Where a Staying Put arrangement meets the HMRC qualifying criteria (and where the young adult continues to be cared for as a member of the carer's family) the Income Tax and National Insurance rules that apply to foster carers are extended to Staying Put carers. The young people are required to share the Staying Put carers' home and daily family life during the placement' i.e. live as a 'member of the carer's family'. This system provides for foster carers and/or Staying Put carers to earn up to a given amount without paying Income Tax or Class 4 National Insurance Contributions on their caring income.

The Income Tax free allowance consists of two elements. Firstly, a fixed amount per foster care or Staying Put household. Secondly, an additional amount per week per child.

Where there is more than one paid Staying Put carer in the household, the allowance is shared equally by both carers.

The tax free allowance only applies to the Staying Put carer's income from caring.

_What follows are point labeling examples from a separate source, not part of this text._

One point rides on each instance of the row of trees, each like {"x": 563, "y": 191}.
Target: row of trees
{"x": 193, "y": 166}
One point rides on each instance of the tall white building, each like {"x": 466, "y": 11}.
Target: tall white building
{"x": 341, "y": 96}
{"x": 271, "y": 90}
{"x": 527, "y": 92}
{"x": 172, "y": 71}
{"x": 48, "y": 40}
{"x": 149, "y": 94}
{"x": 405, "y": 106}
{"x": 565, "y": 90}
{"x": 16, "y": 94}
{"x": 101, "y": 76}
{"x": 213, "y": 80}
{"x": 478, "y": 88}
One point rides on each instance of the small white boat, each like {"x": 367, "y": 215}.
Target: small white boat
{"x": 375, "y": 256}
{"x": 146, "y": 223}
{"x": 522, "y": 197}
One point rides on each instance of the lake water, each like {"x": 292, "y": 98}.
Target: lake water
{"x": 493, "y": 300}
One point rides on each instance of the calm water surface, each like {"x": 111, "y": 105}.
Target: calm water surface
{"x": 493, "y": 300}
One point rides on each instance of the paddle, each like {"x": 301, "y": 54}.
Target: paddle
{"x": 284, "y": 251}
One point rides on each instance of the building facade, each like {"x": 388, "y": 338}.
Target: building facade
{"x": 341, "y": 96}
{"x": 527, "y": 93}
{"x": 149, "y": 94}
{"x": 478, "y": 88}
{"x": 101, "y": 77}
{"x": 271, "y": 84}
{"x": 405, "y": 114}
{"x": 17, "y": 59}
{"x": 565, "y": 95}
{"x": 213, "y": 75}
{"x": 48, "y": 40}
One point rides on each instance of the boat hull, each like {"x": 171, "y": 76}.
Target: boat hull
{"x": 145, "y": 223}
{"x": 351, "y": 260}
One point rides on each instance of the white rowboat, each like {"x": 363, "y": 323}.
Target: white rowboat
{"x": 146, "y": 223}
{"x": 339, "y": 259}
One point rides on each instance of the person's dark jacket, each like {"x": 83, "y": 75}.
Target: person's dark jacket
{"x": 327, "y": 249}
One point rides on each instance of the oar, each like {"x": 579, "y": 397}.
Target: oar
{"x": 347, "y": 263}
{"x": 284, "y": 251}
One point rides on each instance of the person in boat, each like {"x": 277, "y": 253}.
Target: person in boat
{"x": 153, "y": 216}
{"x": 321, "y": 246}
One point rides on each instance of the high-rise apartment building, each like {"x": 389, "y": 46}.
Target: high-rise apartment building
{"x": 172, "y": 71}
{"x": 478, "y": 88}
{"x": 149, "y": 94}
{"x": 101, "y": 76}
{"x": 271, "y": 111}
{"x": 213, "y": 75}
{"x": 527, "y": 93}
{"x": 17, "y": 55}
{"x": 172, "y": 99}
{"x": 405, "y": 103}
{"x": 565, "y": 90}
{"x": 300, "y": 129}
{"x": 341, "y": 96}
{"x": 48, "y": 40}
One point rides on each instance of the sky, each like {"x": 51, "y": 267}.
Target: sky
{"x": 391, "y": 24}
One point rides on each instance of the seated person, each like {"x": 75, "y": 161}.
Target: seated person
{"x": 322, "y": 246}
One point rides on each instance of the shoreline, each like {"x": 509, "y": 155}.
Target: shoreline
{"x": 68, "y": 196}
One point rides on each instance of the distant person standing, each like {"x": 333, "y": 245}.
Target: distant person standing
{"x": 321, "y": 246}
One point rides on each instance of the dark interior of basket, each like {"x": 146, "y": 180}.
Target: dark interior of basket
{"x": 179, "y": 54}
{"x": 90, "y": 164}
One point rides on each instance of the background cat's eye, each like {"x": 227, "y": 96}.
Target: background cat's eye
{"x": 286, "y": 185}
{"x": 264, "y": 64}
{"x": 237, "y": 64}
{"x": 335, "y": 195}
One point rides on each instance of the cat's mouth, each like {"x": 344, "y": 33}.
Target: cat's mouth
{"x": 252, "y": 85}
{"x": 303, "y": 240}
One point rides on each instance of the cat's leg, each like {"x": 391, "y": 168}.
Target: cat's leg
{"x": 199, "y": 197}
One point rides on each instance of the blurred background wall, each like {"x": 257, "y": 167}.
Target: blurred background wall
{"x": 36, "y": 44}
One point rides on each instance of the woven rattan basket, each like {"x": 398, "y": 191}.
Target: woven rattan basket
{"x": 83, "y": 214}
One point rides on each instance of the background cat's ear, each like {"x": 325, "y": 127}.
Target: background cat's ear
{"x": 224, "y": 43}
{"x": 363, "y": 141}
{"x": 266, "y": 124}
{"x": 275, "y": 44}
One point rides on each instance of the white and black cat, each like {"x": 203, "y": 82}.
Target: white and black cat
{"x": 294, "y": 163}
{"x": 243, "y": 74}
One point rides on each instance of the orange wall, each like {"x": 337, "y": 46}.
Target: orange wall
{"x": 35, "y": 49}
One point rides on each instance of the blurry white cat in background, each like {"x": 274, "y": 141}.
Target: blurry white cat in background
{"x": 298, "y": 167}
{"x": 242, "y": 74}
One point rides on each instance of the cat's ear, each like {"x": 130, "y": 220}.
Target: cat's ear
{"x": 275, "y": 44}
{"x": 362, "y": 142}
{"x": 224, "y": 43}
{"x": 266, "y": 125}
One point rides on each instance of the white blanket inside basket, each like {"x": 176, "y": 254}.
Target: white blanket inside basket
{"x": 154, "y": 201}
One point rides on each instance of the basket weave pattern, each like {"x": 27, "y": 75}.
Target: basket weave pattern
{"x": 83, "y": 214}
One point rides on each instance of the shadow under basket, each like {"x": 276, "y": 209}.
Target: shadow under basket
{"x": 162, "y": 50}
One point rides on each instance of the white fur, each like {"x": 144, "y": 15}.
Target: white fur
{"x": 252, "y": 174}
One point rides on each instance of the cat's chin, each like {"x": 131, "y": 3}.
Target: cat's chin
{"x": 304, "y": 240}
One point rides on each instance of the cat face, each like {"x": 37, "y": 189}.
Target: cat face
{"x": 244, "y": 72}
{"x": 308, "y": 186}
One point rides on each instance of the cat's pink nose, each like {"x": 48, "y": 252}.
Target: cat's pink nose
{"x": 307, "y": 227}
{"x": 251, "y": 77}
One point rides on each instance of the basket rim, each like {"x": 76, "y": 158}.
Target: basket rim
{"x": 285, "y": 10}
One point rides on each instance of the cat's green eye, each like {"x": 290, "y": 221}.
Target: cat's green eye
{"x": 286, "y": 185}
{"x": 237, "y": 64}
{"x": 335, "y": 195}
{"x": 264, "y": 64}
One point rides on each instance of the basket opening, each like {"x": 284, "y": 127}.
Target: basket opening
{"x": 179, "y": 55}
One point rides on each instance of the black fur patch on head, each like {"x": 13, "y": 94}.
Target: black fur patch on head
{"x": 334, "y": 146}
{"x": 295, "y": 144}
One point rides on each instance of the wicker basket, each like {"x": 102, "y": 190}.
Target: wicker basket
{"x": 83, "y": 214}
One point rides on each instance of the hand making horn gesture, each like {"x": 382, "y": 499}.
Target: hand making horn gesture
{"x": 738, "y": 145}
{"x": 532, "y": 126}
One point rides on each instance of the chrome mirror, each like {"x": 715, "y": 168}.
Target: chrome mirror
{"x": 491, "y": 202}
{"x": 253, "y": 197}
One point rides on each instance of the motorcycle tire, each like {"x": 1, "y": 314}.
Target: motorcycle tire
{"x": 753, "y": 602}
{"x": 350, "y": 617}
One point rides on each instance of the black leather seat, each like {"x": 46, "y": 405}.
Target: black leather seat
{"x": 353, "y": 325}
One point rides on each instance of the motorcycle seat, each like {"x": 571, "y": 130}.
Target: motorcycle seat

If they have income from other sources, they will pay tax on that income in the normal manner.

Individual carers can consult their local HMRC office for guidance on their circumstances and liabilities.

For National Insurance Contributions purposes, in practice HMRC will treat the taxable profit from foster care or Staying Put care as earnings from self-employment. Foster care and Staying Put care is deemed as self-employment and as such carers should register as self-employed. All self-employed people aged 16 and over who are below State Pension age are liable and must register to pay Class 2 National Insurance Contributions.

Insurance (Including Liability and Household Insurance)

Staying Put carers must be provided with information about liability insurance cover, including situations where Staying Put young people may make an allegation against a foster child in placement, or against their Staying Put carer/s, or an allegation is made against the Staying Put young person. The majority of foster carers hold public liability insurance.